Program received signal SIGBUS, Bus error.
[Switching to Thread 28299]
0x4fe473c4 in main () at /home/jruble/svn/tools/android_native_driver/NativeTest/jni/staticlib/sigbus.c:5
5	   uint64_t bar = *((uint64_t *) &foo);

Must go deeper..

(gdb) disas /m main
Dump of assembler code for function main:
3	void main(){
0x4fe473ac <+0>:	push	{r11}		; (str r11, [sp, #-4]!)
0x4fe473b0 <+4>:	add	r11, sp, #0
0x4fe473b4 <+8>:	sub	sp, sp, #20

4	   uint8_t foo = 123;//[8] = {1,2,3,4,5,6,7,8};
0x4fe473b8 <+12>:	mov	r3, #123	; 0x7b
0x4fe473bc <+16>:	strb	r3, [r11, #-13]

5	   uint64_t bar = *((uint64_t *) &foo);
0x4fe473c0 <+20>:	sub	r3, r11, #13
=> 0x4fe473c4 <+24>:	ldrd	r2, [r3]
0x4fe473c8 <+28>:	strd	r2, [r11, #-12]

6	}
0x4fe473cc <+32>:	sub	sp, r11, #0
0x4fe473d0 <+36>:	pop	{r11}		; (ldr r11, [sp], #4)
0x4fe473d4 <+40>:	bx	lr

End of assembler dump.

Here we can see that the offending line is a load double-word instruction (ldrd), which presumably has an alignment requirement. What’s the address?

(gdb) print /x $r3
$1 = 0x5406dc1f

So there’s the problem: 0x5406dc1f % 4 == 3. Assuming you have a good reason to point a uint64* at a uint8, make sure you only do it in a word-aligned way.

Miscellaneous

Linux is actually able to trap and emulate (“fix up”) offending unaligned accesses. You can control this behavior with /proc/cpu/alignment. (wiki.debian) My Android device can be configured with the forgiving kernel-fixes-your-mistakes behavior, but it makes sense that this is disabled by default: it’s likely very expensive.
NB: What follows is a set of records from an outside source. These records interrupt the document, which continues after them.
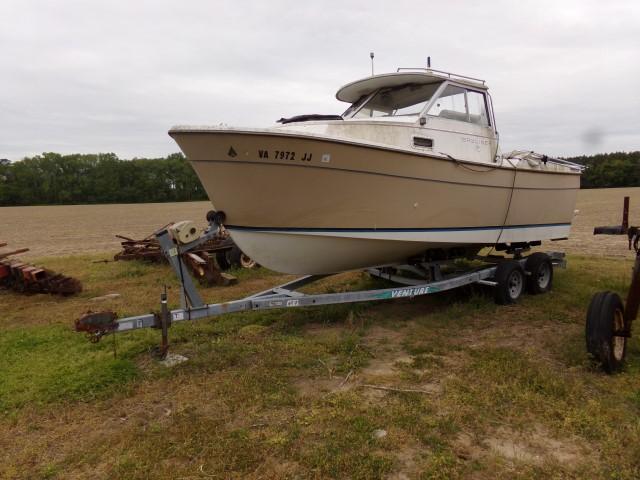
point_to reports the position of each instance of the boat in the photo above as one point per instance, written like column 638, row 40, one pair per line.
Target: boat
column 411, row 171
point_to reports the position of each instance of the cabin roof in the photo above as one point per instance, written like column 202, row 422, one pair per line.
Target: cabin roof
column 351, row 92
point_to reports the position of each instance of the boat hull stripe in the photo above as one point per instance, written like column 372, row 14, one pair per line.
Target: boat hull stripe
column 348, row 230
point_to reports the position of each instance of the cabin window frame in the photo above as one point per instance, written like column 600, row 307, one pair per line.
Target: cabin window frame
column 442, row 88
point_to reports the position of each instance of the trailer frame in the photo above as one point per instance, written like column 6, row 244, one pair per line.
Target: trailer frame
column 418, row 279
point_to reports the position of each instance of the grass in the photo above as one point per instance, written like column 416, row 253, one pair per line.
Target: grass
column 281, row 394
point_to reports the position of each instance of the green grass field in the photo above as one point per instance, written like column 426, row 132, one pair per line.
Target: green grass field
column 477, row 390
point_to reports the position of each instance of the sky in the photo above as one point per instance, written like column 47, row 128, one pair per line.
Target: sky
column 114, row 76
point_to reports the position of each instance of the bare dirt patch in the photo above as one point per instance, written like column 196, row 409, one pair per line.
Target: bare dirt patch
column 73, row 229
column 535, row 446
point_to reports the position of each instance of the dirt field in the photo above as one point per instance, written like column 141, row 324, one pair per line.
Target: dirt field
column 67, row 230
column 75, row 229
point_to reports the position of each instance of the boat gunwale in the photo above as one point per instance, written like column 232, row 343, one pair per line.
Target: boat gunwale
column 179, row 130
column 393, row 175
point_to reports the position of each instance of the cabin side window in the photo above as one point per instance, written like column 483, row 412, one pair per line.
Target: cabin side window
column 405, row 100
column 457, row 103
column 478, row 112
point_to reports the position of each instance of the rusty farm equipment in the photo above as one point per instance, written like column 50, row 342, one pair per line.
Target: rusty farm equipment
column 26, row 278
column 206, row 263
column 609, row 320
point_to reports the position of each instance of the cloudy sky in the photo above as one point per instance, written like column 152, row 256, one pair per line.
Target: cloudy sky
column 113, row 76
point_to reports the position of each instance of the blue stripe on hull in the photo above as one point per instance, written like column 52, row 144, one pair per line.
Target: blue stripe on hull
column 441, row 229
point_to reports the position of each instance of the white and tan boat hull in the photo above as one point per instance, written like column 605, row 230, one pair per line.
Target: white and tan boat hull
column 313, row 205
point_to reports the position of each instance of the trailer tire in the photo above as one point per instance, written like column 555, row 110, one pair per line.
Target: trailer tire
column 234, row 257
column 605, row 318
column 223, row 262
column 540, row 270
column 510, row 281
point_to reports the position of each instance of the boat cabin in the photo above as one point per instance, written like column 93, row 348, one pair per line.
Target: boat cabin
column 424, row 110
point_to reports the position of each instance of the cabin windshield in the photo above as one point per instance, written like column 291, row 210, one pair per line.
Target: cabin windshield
column 405, row 100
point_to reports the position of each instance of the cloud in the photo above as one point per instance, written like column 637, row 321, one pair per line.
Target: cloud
column 114, row 76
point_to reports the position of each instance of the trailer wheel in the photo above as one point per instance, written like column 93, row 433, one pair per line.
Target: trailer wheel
column 605, row 330
column 223, row 262
column 540, row 268
column 510, row 281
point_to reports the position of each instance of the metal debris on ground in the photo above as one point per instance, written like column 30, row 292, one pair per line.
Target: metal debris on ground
column 206, row 262
column 27, row 278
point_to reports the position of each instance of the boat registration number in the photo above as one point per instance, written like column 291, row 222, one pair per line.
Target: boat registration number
column 285, row 155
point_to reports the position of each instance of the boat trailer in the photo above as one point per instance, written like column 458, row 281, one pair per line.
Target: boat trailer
column 508, row 277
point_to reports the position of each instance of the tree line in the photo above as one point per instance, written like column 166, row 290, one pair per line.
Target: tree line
column 606, row 170
column 55, row 179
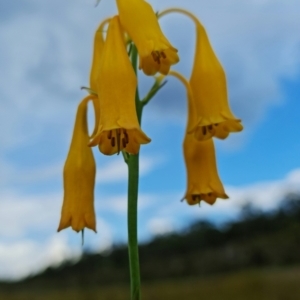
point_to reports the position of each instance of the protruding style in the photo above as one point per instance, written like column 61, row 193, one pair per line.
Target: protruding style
column 118, row 127
column 79, row 178
column 203, row 182
column 208, row 83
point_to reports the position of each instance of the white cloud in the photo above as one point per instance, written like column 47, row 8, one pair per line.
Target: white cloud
column 24, row 257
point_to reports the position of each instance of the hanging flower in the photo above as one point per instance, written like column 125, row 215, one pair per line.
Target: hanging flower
column 118, row 127
column 97, row 54
column 79, row 178
column 208, row 83
column 140, row 22
column 203, row 182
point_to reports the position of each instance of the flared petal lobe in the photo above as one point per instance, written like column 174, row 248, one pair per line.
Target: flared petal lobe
column 140, row 22
column 208, row 83
column 118, row 127
column 203, row 182
column 79, row 178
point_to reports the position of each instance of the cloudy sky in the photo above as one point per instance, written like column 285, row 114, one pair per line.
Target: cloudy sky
column 45, row 54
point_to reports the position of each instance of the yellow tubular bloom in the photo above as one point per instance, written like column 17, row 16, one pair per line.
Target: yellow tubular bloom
column 97, row 54
column 79, row 177
column 203, row 182
column 118, row 127
column 208, row 83
column 140, row 22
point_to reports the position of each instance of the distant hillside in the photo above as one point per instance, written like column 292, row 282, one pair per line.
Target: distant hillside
column 257, row 240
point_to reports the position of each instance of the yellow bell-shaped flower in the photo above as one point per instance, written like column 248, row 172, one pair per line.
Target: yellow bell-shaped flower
column 203, row 182
column 118, row 127
column 79, row 178
column 208, row 83
column 97, row 54
column 156, row 54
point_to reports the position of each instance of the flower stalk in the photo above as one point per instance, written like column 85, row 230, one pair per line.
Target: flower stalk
column 132, row 211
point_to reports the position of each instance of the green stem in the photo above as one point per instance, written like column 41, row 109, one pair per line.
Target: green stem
column 133, row 182
column 133, row 179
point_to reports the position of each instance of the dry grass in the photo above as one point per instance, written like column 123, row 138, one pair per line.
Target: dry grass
column 270, row 284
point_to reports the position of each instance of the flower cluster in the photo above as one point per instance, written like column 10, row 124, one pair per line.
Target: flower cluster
column 113, row 86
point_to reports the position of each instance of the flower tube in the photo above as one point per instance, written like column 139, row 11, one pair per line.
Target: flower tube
column 118, row 127
column 79, row 178
column 140, row 22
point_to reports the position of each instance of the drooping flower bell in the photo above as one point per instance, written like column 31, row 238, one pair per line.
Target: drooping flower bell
column 79, row 178
column 156, row 54
column 95, row 67
column 208, row 83
column 118, row 126
column 203, row 182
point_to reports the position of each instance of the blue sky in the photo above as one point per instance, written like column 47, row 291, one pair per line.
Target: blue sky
column 45, row 58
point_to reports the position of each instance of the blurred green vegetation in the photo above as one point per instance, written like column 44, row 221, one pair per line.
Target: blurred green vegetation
column 271, row 284
column 257, row 256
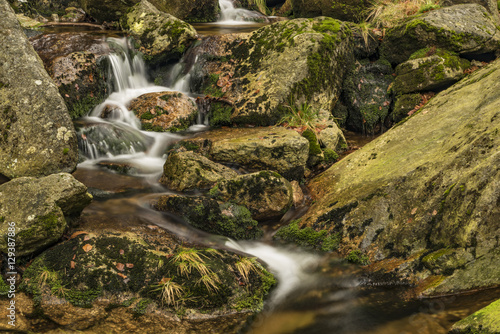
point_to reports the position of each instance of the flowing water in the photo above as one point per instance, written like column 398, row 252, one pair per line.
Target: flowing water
column 315, row 294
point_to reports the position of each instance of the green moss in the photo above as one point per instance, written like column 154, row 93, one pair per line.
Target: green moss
column 357, row 257
column 308, row 237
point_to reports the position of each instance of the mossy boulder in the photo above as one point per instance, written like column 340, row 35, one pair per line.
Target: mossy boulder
column 165, row 111
column 345, row 10
column 276, row 148
column 227, row 219
column 161, row 35
column 366, row 95
column 428, row 184
column 429, row 73
column 40, row 209
column 266, row 194
column 37, row 136
column 484, row 321
column 286, row 63
column 189, row 170
column 465, row 29
column 403, row 105
column 120, row 281
column 78, row 65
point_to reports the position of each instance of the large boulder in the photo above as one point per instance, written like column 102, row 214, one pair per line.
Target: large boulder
column 37, row 136
column 39, row 210
column 266, row 194
column 122, row 282
column 275, row 148
column 161, row 35
column 345, row 10
column 289, row 64
column 485, row 321
column 165, row 111
column 465, row 29
column 227, row 219
column 423, row 197
column 430, row 71
column 77, row 64
column 189, row 170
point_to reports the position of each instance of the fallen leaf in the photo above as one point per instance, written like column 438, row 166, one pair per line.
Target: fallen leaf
column 74, row 235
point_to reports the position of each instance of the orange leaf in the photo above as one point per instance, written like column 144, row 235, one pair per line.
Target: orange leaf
column 74, row 235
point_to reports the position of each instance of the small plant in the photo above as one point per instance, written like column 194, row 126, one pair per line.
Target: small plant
column 245, row 266
column 170, row 291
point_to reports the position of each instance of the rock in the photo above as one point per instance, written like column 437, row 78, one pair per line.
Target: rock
column 266, row 194
column 227, row 219
column 188, row 170
column 165, row 111
column 120, row 282
column 346, row 10
column 275, row 148
column 490, row 5
column 486, row 320
column 366, row 95
column 403, row 105
column 433, row 72
column 465, row 29
column 162, row 36
column 429, row 183
column 289, row 64
column 39, row 209
column 36, row 134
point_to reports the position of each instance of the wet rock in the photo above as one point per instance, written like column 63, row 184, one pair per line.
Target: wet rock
column 39, row 209
column 286, row 65
column 188, row 170
column 429, row 183
column 165, row 111
column 425, row 72
column 266, row 194
column 345, row 10
column 77, row 64
column 36, row 134
column 275, row 148
column 366, row 95
column 465, row 29
column 486, row 320
column 122, row 282
column 227, row 219
column 161, row 36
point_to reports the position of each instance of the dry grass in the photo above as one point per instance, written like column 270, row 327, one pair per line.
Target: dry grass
column 389, row 13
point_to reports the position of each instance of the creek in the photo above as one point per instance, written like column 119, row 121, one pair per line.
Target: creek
column 315, row 293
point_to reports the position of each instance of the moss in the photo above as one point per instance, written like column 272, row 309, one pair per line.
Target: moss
column 357, row 257
column 308, row 237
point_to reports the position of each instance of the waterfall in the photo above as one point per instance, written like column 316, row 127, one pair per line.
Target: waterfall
column 232, row 15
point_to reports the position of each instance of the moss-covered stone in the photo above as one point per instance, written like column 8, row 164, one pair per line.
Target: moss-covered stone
column 465, row 29
column 188, row 170
column 484, row 321
column 266, row 194
column 230, row 220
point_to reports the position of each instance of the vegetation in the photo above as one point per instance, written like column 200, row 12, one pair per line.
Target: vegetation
column 389, row 13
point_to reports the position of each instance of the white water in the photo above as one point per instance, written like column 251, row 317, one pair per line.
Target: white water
column 142, row 150
column 236, row 16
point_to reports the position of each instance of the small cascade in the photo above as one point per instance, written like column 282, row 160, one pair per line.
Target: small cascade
column 232, row 15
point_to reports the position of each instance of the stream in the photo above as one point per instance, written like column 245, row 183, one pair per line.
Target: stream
column 315, row 293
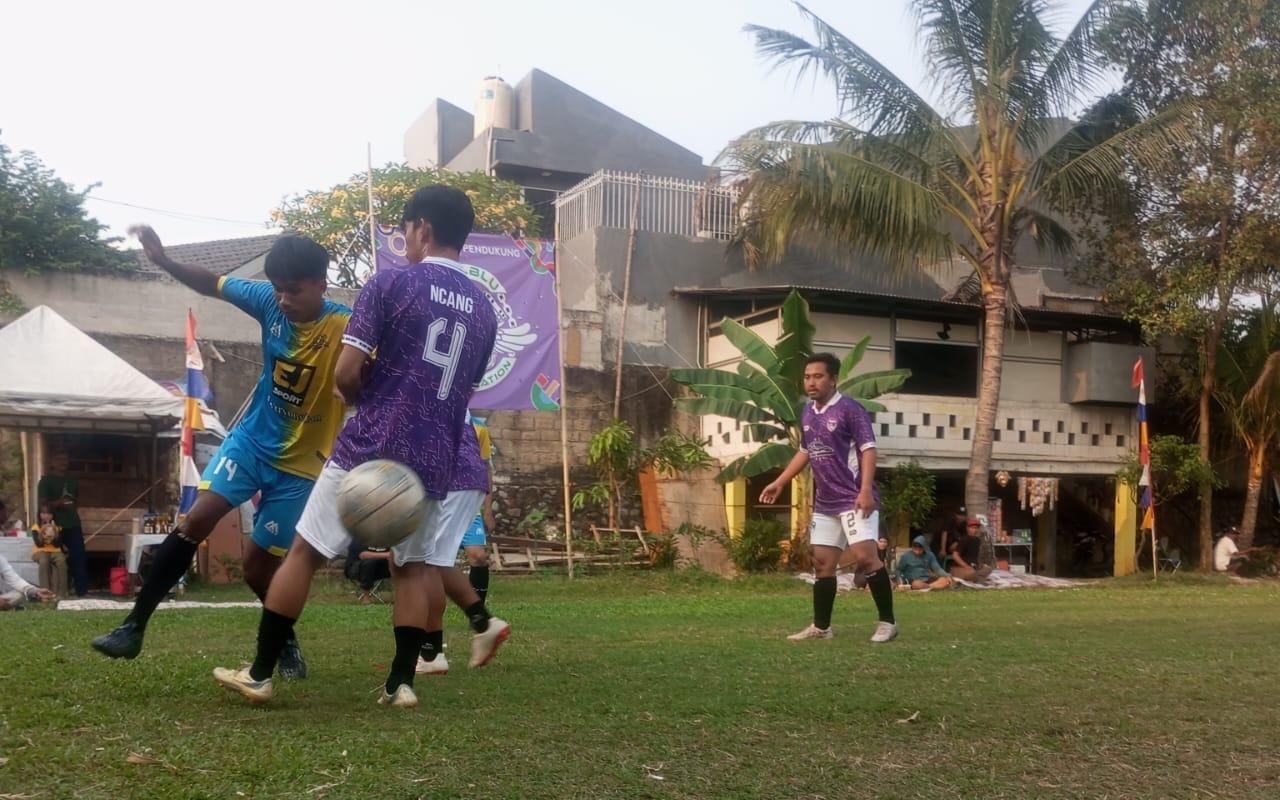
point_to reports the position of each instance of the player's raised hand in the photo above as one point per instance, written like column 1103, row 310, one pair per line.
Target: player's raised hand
column 771, row 493
column 150, row 242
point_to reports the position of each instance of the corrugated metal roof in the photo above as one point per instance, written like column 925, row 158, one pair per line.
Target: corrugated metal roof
column 1111, row 320
column 219, row 256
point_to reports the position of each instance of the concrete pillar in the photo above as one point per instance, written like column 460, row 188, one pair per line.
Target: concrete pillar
column 735, row 506
column 799, row 492
column 1127, row 530
column 1045, row 540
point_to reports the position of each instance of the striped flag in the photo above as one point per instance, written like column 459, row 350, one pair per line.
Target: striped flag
column 192, row 419
column 1146, row 498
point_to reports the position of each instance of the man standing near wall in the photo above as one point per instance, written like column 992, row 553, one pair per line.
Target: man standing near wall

On my device, LDRD instruction operands need only be word-aligned, not doubleword-aligned; i.e. the addresses must divide by 4, but they need not divide by 8.

My case only seems to happen with NDK Makefile configuration NDK_TOOLCHAIN_VERSION=4.8 and APP_OPTIM := debug; use clang or optimization and it goes away.